Figure 16 Relation between residual sodium and water pool volume

5. Conclusions

Performance of the dry-cleaning process is basically confirmed by the above experiments. The inner duct drain tests show that the 3 mm diameter drain hole could provide good drain performance in EVST sodium condition showing amounts of residual sodium below 10 g. The pin bundle cleaning tests show that the dry-cleaning performance is good enough either with or without argon gas blow. Amounts of residual sodium in all cases are below 200 g except the case in which the pre-experimental surface conditions are not well managed. Based on the experimental data of the inner duct and the pin bundle model tests, the residual sodium on the spent fuel subassembly after argon gas cleaning has been evaluated to be 400 g. Water alkalinity and purification performance have been evaluated, and the JSFR water pool system has shown capability to accept 400 g residual sodium on the spent fuel subassembly after argon gas cleaning.

Acknowledgements

The present study includes the results of “Development of fuel-handling system” entrusted to “The Japan Atomic Power Company (JAPC)” by the Ministry of Education, Culture, Sports, Science and Technology of JAPAN (MEXT).

Notes

^aArgon gas blow was continued until temperature settled steady. In case 0–2, the gas blow was continued in 1 hour after the temperature had reached the steady state.

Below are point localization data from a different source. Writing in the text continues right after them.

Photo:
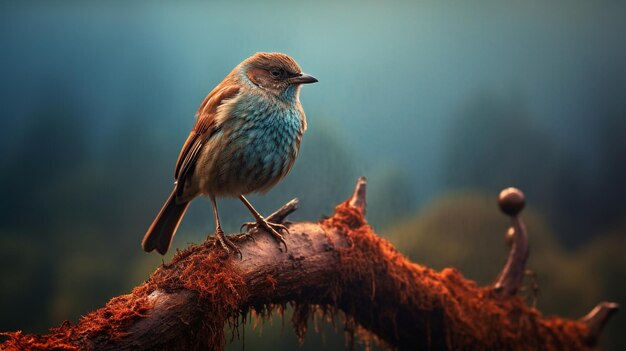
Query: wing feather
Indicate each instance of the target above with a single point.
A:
(203, 129)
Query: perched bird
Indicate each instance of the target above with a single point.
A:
(246, 139)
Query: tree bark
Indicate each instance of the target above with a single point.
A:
(338, 265)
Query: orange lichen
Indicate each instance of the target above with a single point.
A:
(373, 287)
(456, 314)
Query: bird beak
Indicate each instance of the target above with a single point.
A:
(303, 78)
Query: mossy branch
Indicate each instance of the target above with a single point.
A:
(338, 265)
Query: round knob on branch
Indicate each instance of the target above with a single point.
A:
(511, 201)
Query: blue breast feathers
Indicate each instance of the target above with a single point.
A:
(265, 139)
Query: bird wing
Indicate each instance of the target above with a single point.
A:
(202, 130)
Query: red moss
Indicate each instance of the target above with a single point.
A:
(455, 313)
(408, 305)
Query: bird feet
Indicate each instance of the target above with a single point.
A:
(226, 243)
(270, 227)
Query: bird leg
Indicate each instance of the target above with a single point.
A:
(226, 243)
(272, 228)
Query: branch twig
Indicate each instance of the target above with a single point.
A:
(339, 266)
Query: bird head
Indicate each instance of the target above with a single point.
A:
(275, 73)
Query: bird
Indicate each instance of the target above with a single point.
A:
(245, 139)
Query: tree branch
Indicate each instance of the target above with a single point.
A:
(338, 266)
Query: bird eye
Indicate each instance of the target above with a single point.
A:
(276, 72)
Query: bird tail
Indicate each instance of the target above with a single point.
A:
(159, 235)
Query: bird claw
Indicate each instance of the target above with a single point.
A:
(226, 243)
(272, 228)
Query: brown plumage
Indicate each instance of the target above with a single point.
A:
(246, 138)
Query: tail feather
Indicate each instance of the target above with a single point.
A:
(159, 235)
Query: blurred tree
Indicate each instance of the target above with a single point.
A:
(494, 144)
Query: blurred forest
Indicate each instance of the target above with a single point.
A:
(440, 106)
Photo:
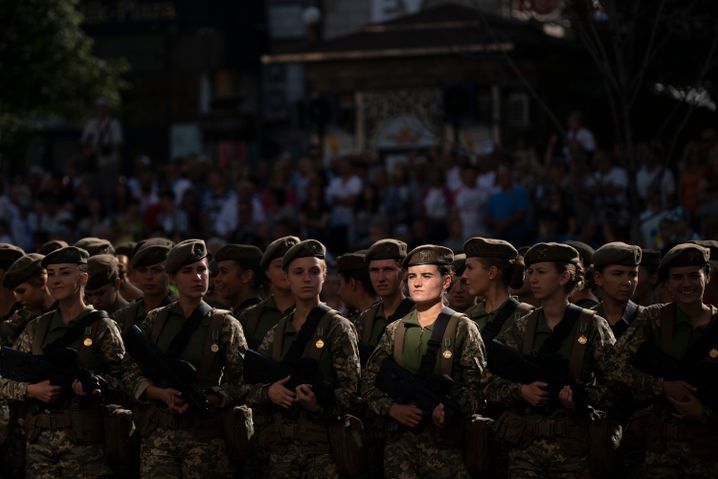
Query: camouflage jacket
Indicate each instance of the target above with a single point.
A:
(469, 361)
(225, 374)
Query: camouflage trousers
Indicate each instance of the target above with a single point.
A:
(678, 461)
(408, 455)
(172, 454)
(293, 462)
(55, 454)
(545, 458)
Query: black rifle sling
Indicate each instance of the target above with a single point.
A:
(562, 330)
(181, 340)
(702, 347)
(306, 332)
(428, 360)
(75, 331)
(629, 314)
(492, 329)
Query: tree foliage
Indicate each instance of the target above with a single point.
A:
(47, 68)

^bIn cases 0–3 and 0–6, argon gas blow was not used.

^aThe pin bundle model was immersed in 400 °C sodium for 48 hours before sodium draining.

^bAfter 400 °C sodium immerse, the sodium was drained at 400 °C and sodium was recharged for cleaning tests. In cases 1–1 and 2–1, sodium temperature is decreased to 200 °C after immerse to start cleaning process (200 °C drain).